Student Mobility: Cooperation with the University of Boston


The CVV’s student research rotation in Boston

Global health is an area of study, research and practice that places public health in its global context. “Global” refers to the globalisation of population health and to our increasingly global understanding of health, which includes social, economic, political, and other determinants. To further student learning and research in global health, the Centre Virchow-Villermé for Public Health Paris-Berlin (CVV) partnered with Karsten Lunze, an assistant professor at Boston University and graduate of both Charité and Sorbonne, who this academic year mentored the first cohort of CVV funded students during their 3 months global health research rotation in Boston. Funding for the students came from the CVV and the German Academic Exchange Service (DAAD).


The discipline of global health is concerned with health promotion and disease prevention particularly among disadvantaged populations. In that sense, both Rudolf Virchow and Louis Villermé were global health pioneers. Much of Virchow’s public health and political activities supported the cause of the urban poor, recognising social and political inequities at the root of health problems. Likewise, Villermé dedicated his public health efforts to the disadvantaged, like child labourers and criminal justice populations. The CVV’s student research rotation in Boston carried Virchow’s and Villermé’s mission forward to current day global health challenges. Following a didactic curriculum on research methods and tools, the students conducted their own global health research projects in Boston, under Karsten Lunze’s supervision and in collaboration with colleagues in Boston, Berlin, and Paris. They researched disadvantaged groups like people who use drugs in Russia and Malaysia, vulnerable populations like new-borns in Sub-Saharan Africa, and other topics.

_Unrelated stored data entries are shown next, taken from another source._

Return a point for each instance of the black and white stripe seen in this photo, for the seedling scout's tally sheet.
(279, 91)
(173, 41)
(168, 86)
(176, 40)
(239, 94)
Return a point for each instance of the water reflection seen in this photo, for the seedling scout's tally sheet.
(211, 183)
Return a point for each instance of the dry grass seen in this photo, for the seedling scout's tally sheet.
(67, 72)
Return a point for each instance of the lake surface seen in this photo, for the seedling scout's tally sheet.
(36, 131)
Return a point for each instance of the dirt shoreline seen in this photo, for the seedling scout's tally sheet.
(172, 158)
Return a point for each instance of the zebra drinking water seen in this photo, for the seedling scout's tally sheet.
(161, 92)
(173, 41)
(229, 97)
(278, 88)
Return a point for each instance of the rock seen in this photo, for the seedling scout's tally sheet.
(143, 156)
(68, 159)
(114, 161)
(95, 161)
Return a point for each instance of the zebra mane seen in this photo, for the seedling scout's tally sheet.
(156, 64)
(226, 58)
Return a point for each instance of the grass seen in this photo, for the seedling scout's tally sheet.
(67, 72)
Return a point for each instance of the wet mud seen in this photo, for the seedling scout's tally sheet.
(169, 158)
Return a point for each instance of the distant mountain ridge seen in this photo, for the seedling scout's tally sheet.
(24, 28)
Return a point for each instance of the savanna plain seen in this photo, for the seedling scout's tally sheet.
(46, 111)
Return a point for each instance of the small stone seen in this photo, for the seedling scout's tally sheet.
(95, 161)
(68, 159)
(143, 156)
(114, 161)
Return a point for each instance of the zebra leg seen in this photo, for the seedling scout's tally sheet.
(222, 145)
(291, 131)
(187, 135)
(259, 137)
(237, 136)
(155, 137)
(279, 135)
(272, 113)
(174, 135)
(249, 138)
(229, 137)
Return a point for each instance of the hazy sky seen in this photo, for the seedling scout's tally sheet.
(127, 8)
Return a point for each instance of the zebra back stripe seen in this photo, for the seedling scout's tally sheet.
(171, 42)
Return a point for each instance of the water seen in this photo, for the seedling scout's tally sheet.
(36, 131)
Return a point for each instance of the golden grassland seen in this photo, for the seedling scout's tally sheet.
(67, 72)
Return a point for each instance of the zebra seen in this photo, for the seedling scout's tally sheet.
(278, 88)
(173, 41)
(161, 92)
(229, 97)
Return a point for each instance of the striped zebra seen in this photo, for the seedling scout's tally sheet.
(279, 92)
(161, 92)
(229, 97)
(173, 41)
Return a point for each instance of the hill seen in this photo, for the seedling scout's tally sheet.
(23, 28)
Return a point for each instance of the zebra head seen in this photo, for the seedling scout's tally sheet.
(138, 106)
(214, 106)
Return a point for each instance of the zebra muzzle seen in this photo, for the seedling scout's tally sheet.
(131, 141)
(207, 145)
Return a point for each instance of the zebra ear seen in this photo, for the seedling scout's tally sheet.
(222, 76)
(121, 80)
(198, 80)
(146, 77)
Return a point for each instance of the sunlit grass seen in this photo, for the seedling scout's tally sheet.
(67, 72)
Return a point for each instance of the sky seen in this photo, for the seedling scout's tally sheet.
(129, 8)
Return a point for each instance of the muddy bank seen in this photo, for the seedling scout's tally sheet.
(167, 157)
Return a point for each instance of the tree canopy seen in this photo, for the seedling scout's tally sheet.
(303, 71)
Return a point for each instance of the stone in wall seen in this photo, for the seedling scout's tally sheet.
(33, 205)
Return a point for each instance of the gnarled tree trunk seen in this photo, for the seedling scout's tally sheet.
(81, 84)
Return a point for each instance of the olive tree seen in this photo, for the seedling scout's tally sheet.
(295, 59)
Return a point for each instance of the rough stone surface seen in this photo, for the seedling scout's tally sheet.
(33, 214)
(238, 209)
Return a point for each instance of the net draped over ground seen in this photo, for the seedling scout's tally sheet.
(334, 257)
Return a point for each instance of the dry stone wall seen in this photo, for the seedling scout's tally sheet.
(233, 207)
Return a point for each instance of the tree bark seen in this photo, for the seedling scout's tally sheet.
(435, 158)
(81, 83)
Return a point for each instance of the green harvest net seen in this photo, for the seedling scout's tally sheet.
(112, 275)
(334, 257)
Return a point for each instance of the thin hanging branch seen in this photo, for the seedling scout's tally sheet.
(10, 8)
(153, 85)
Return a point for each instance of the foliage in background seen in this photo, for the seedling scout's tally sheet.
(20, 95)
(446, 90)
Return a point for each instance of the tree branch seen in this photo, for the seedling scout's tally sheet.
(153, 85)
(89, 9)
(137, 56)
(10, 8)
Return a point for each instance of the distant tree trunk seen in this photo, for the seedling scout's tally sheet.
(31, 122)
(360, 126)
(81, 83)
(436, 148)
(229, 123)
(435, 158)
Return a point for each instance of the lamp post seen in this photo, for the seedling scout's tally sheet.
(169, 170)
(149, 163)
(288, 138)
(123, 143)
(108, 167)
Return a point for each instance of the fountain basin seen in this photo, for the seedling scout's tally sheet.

Hélène Hauch, a French-German medical student at Charité, conducted a study on opportunities for policy change for people who use drugs and who are HIV positive in the Russian Federation. Her research identified strategies to inform health policy in an environment of strong resistance against evidence-based public health and was presented at the Annual Meeting of the American College of Preventive Medicine in Atlanta (USA) this February. Compelled by the stigma that affects this most marginalised group of society, Hélène wants her research to lend a voice to those who have little to no one to advocate for them, those who lack a strong lobby supporting them and those whose voice seems not important enough to be heard. Her project work also made her understand how important, yet difficult it is to be an impartial observer in social science research. She used her research work to reflect upon her own opinion of people who use drugs and explore different approaches to the challenge of drug addictions.

Hanna Gehling, a German student in the European Master of Science in Midwifery (Maastricht University) program, analysed data from a Zambian study on newborn health in the rural Lufwanyama District. She was particularly interested in mothers’ care-seeking behaviour for their newborns. She found several barriers that influence a caregiver’s initial decision-making process and identified interventions that could prevent delays in care-seeking in resource-limited environments such as rural Zambia. Striving to become an academic leader for international maternal and newborn health, Hanna networked intensely with prominent researchers in Boston’s rich academic landscape. She has drafted an academic paper reporting her research findings and outlining the contributions that midwives can make to improve maternal and newborn survival in areas where health systems are severely restricted or even absent.

Netsanet Berhe Gidey, a veterinarian from Ethiopia and public health student at EHESP, sought to create epidemiologic evidence to address health inequities. He used the SAGE survey, a longitudinal study by the World Health Organisation collecting data from nationally representative samples in the Russian Federation, India and other countries, to study the distribution of certain risk factors for non-communicable disease among various populations in countries such as Russia or India. Netsanet found that known risk factors such as high blood pressure are distributed unevenly in many countries, with higher rates for example in rural regions compared to urban areas. Given the potential wider implications worldwide, he plans to dedicate his expertise and research work to the study of global health inequities.


Relating back to the initial definition of global health, the students’ global health study and research projects aim at reducing health disparities and improving equitable health care for all. The students came to Boston not only to learn about research and conduct a project. They also came to network, connect to other disciplines, gain new perspectives, and to develop their professional mission. The students share the aim to continue Virchow’s and Villermé’s tradition of health professionals who contribute to social changes, recognising that individual health is rooted in a just society. The students carried out their global health research in Boston. Future student cohorts could also conduct their rotations at research sites in Eastern Europe, Asia or Africa, to facilitate first-hand insight into research implementation. The CVV global health research rotation for students thus continues Virchow’s and Villermé’s multidisciplinary vision of medicine, public health and related disciplines as global health.